Keep Calm and Reproduce

Thursday, January 22, 2015

2015

Without expressly coming out in support of birth control, Pope Francis suggested Catholic families think carefully about the number of children they produce. Discussing international aid, the Pope’s remarks centered around how Catholics might practice their faith responsibly. From The National Catholic Reporter:

Telling the story of a woman he met in a parish in Rome several months ago who had given birth to seven children via cesarean section and was pregnant with an eighth, Francis asked: ‘Does she want to leave the seven orphans?’

“This is to tempt God,’ he said, adding later: “That is an irresponsibility.” Catholics, the pope said, should speak of ‘responsible parenthood.”

‘‘How do we do this?’ Francis asked. “With dialogue. Each person with his pastor seeks how to do that responsible parenthood.”
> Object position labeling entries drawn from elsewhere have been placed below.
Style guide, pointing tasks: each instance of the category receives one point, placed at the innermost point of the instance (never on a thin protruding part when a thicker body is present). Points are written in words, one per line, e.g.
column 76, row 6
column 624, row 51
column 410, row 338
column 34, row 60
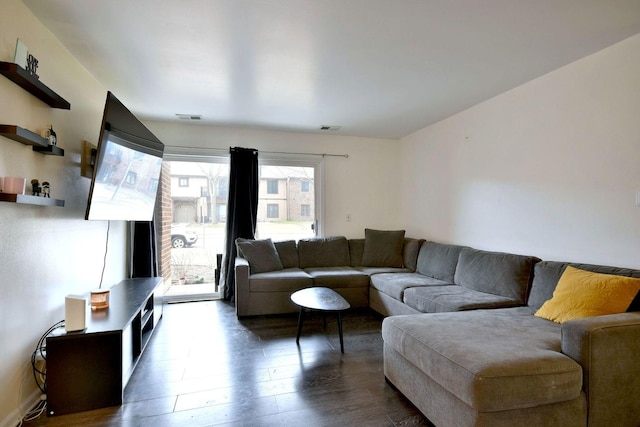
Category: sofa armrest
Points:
column 242, row 286
column 607, row 347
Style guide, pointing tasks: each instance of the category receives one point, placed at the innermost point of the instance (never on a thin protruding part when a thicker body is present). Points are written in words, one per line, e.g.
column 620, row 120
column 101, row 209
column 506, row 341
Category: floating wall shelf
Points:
column 27, row 137
column 26, row 199
column 22, row 78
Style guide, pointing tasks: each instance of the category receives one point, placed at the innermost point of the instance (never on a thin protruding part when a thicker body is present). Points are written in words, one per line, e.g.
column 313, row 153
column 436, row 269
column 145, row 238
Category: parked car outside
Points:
column 181, row 237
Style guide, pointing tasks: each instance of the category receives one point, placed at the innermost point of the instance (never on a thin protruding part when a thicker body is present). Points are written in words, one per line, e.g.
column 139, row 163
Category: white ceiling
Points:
column 377, row 68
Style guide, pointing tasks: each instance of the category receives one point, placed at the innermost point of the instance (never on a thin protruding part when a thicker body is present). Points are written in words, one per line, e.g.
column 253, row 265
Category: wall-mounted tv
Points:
column 126, row 171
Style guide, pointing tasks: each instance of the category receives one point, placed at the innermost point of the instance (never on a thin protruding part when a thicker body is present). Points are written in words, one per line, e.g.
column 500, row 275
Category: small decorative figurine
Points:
column 35, row 187
column 45, row 189
column 51, row 136
column 32, row 65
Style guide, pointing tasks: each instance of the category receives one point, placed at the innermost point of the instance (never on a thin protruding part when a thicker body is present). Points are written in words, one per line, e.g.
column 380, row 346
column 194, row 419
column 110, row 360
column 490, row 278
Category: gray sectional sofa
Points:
column 464, row 339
“God gives you methods to be responsible,’ he continued. ‘Some think that—excuse the word—that in order to be good Catholics we have to be like rabbits. No.”

c. 401

While there’s considerable proof that citizens of the ancient world practiced birth control, it’s a tenet of early Christian doctrine that the purpose of marriage is to produce offspring. Saint Augustine of Hippo, largely credited with shaping the foundations of the Catholic church, wrote definitively in On Marriage and Concupiscence that even within marriage, couples should go to bed with reproduction on the brain:

For necessary sexual intercourse for begetting children is alone worthy of marriage. But that which goes beyond this necessity no longer follows reason but lust. And yet it pertains to the character of marriage to yield it to the partner lest by fornication the other sin damnably. For, whereas that natural use, when it pass beyond the compact of marriage, that is, beyond the necessity of begetting children, is pardonable in the case of a wife, damnable in the case of a harlot; that which is against nature is execrable when done in the case of a harlot, but more execrable in the case of a wife. Of so great power is the ordinance of the Creator, and the order of creation, that when the man shall wish to use a body part of the wife not allowed for this purpose, the wife is more shameful, if she suffer it to take place in her own case, than if in the case of another woman.